If you want supplemental football training to improve as a footballer, reach out to our team of expert coaches at [email protected] to get started.

All the best this bank holiday weekend!

Patrick Elliott, BSc, MPH

Health and Nutrition Science Communication Officer at Training121

Health Disclaimer: this article is for informational and educational purposes only, and is not a substitute for professional advice. For health advice, speak to a physician or other qualified health-care professional, and for nutrition advice, speak to a qualified nutrition professional (e.g., registered dietitian). The use of information on this site is solely at your own risk.


(1) Iraki J, Fitschen P, Espinar S, Helms E. Nutrition Recommendations for Bodybuilders in the Off-Season: A Narrative Review. Sports (Basel). 2019;7(7):154. Available at:

(2) Vargas S, Romance R, Petro JL, et al.
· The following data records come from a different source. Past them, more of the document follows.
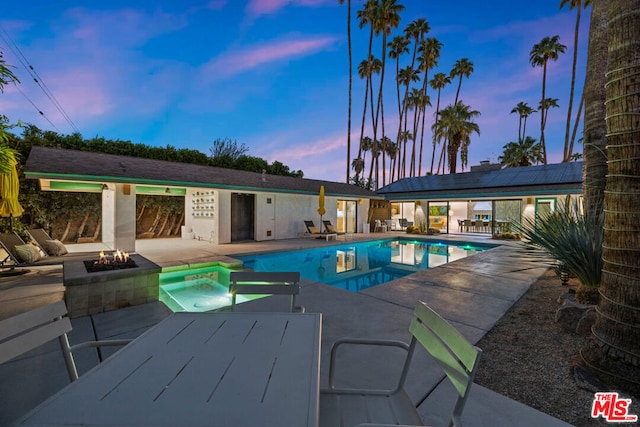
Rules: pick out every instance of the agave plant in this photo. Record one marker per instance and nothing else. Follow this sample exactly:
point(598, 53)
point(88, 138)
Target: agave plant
point(571, 236)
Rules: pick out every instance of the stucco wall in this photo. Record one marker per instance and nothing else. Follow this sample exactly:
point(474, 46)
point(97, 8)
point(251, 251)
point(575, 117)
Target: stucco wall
point(277, 215)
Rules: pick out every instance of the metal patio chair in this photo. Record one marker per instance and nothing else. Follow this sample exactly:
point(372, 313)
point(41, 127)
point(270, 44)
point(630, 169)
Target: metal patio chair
point(457, 357)
point(26, 331)
point(265, 283)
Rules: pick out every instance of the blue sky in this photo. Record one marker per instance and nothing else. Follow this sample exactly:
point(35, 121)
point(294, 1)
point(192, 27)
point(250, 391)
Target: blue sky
point(270, 74)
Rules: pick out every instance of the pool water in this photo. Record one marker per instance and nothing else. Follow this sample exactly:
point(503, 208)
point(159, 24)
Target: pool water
point(197, 289)
point(358, 266)
point(354, 267)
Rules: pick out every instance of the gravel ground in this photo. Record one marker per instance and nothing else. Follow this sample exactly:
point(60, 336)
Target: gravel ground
point(528, 357)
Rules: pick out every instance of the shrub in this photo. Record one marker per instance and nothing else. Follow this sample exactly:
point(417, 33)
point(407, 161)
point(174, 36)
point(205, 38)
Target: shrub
point(572, 237)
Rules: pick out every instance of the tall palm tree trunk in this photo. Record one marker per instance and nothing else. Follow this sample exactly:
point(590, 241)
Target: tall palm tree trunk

Efficacy of ketogenic diet on body composition during resistance training in trained men: a randomized controlled trial. J Int Soc Sports Nutr. 2018;15(1):31. Available at:

Technical Terms

Ketogenic Diet: This is a very high fat and low carbohydrate diet. It was originally used as a treatment for children with epilepsy—particularly for those who could not tolerate epilepsy drugs. This diet is not optimal for exercise performance.